I have to warn you that this is not an efficient way. As @Tamas_Papp suggests it can be better to use Vector
as t
.
No idea, I was trying this simultaneously and it does infer, although you have to reverse the tuple first…
function tuplecumprod(p,t::NTuple{N,Int}) where N
m = t[1]*p
(m,tuplecumprod(m,Base.tail(t))...)
end
tuplecumprod(p,t::Tuple{})=()
tuplecumprod(t)=tuplecumprod(1,t)
Ah, yes, that’s better and nicer:
g(t::NTuple{1}) = t
g(t) where M = (prod(t), g(Base.tail(t))...)
However, it does far too many multiplications, and for some reason still allocates.
Yours is much faster:
julia> t = Tuple(1:20);
julia> @btime g($t)
1.032 ÎĽs (39 allocations: 3.73 KiB)
(2432902008176640000, 2432902008176640000, 1216451004088320000, 405483668029440000, 101370917007360000, 20274183401472000, 3379030566912000, 482718652416000, 60339831552000, 6704425728000, 670442572800, 60949324800, 5079110400, 390700800, 27907200, 1860480, 116280, 6840, 380, 20)
julia> @btime reverse(tuplecumprod(reverse($t)))
14.642 ns (0 allocations: 0 bytes)
(2432902008176640000, 2432902008176640000, 1216451004088320000, 405483668029440000, 101370917007360000, 20274183401472000, 3379030566912000, 482718652416000, 60339831552000, 6704425728000, 670442572800, 60949324800, 5079110400, 390700800, 27907200, 1860480, 116280, 6840, 380, 20)
Looks like that is the best solution. (Maybe you could do a PR to add your method to cumprod
?)
You often don’t need a generated function for this kind of thing: you can just splat the tuple into arguments and then use recursion that inlines at compile-time.
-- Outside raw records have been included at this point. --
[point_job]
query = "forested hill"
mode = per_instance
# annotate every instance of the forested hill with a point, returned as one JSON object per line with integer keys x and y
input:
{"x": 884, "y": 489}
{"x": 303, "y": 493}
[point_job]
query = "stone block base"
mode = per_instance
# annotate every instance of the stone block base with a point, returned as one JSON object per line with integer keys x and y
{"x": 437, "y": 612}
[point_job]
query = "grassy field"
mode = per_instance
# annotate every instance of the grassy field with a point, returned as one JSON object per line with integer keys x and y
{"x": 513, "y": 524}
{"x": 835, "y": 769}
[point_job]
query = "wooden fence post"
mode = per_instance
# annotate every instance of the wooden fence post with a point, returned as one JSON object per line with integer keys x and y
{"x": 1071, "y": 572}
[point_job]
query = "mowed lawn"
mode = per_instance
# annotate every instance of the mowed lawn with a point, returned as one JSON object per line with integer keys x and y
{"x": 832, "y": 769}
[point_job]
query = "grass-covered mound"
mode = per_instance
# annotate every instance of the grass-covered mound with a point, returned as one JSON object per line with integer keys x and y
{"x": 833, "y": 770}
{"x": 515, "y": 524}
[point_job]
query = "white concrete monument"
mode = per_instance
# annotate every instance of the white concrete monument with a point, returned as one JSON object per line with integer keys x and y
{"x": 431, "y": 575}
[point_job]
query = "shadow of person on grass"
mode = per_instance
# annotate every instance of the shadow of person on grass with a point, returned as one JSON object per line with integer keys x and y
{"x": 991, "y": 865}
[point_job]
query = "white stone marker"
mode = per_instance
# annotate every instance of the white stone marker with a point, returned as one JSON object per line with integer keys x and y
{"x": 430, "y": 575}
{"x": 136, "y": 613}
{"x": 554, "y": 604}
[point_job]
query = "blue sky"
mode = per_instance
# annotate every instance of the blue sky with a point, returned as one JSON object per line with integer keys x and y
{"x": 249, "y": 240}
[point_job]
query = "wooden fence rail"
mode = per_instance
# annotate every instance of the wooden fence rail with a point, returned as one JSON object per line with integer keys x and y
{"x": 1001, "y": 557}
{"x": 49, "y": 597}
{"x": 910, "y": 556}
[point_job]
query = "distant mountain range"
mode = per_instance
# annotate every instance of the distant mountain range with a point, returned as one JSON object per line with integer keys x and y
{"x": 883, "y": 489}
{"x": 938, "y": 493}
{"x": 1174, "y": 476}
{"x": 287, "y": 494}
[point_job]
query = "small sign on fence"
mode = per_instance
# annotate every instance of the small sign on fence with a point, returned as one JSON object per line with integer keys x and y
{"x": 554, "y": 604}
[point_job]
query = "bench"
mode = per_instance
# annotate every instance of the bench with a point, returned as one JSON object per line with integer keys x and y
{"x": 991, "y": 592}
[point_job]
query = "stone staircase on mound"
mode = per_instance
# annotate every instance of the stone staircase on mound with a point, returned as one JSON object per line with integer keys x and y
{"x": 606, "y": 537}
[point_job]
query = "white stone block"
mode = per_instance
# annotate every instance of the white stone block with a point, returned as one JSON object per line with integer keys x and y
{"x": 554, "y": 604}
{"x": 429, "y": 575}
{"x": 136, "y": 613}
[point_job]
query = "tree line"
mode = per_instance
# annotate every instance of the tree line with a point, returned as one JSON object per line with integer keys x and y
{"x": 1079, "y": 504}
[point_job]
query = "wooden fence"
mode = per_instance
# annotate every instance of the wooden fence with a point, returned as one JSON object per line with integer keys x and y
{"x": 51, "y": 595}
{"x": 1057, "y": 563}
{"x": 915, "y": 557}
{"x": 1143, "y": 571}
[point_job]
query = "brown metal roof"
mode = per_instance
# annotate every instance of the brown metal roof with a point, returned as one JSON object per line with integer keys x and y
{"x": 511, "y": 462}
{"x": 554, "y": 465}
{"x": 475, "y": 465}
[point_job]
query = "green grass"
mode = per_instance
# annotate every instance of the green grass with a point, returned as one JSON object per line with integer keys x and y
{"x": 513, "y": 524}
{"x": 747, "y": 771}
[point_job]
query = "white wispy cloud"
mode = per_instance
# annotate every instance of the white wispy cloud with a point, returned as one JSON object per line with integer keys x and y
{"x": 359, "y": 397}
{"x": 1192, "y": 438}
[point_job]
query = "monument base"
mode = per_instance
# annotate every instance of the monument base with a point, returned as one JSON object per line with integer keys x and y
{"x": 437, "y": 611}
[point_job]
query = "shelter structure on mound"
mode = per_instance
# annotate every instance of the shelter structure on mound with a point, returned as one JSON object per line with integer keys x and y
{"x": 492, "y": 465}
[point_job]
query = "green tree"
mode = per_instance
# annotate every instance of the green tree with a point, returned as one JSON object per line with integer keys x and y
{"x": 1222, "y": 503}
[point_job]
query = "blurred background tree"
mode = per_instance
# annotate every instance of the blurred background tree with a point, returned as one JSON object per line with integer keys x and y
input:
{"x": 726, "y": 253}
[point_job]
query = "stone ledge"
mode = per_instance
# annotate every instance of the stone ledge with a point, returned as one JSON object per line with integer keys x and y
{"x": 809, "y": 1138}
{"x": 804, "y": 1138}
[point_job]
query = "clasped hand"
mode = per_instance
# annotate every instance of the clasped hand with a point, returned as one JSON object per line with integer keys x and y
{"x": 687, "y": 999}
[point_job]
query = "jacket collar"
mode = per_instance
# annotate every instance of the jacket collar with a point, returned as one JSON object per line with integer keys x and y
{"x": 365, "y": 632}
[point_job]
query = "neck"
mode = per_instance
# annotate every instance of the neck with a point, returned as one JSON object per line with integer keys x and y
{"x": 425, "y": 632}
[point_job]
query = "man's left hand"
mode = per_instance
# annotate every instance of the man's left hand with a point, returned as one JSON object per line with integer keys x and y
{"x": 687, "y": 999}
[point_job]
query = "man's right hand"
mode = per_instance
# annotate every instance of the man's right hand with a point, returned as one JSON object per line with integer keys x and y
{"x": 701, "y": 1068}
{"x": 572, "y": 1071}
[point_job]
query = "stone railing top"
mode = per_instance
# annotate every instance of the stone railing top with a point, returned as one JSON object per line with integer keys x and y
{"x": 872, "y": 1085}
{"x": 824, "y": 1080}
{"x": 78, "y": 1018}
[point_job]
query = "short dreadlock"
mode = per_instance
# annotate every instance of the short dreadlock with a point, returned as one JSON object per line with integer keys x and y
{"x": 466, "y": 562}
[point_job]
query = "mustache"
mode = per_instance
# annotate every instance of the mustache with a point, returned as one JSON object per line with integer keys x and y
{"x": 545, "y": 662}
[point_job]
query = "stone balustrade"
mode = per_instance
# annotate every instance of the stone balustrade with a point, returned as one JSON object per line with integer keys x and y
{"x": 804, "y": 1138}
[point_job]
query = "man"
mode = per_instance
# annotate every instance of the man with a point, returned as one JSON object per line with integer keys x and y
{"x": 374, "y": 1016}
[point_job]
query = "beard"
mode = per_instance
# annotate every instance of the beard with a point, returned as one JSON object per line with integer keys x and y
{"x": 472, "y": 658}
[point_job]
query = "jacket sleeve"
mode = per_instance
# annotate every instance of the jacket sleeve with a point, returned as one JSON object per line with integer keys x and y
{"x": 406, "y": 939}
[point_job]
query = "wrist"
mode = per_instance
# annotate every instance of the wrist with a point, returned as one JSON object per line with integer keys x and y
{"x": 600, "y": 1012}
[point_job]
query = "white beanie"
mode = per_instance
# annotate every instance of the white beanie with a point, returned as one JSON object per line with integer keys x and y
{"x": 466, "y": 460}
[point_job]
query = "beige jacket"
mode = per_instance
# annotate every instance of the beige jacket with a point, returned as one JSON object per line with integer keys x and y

For example, the following seems to generate fast inlined code with no loops:
revcumprod() = ()
revcumprod(x) = (x,)
function revcumprod(x, rest...)
prest = revcumprod(rest...)
return (x*first(prest), prest...)
end
revcumprod((3,4,5,7)...)
Of course, you probably wouldn’t want to do this for very long tuples, but if you have very long tuples then you might be using the wrong data structure anyway.
Whow, the last two versions are really fast (and produce the same assembly code).
Thank you very much for your help. I learn a lot from this.
In particular, inspired by the proposed solutions, I have obtain a strong acceleration for my computations by replacing sub-tuple computation from shape[2:end] to Base.tail(shape) (more than 10x faster).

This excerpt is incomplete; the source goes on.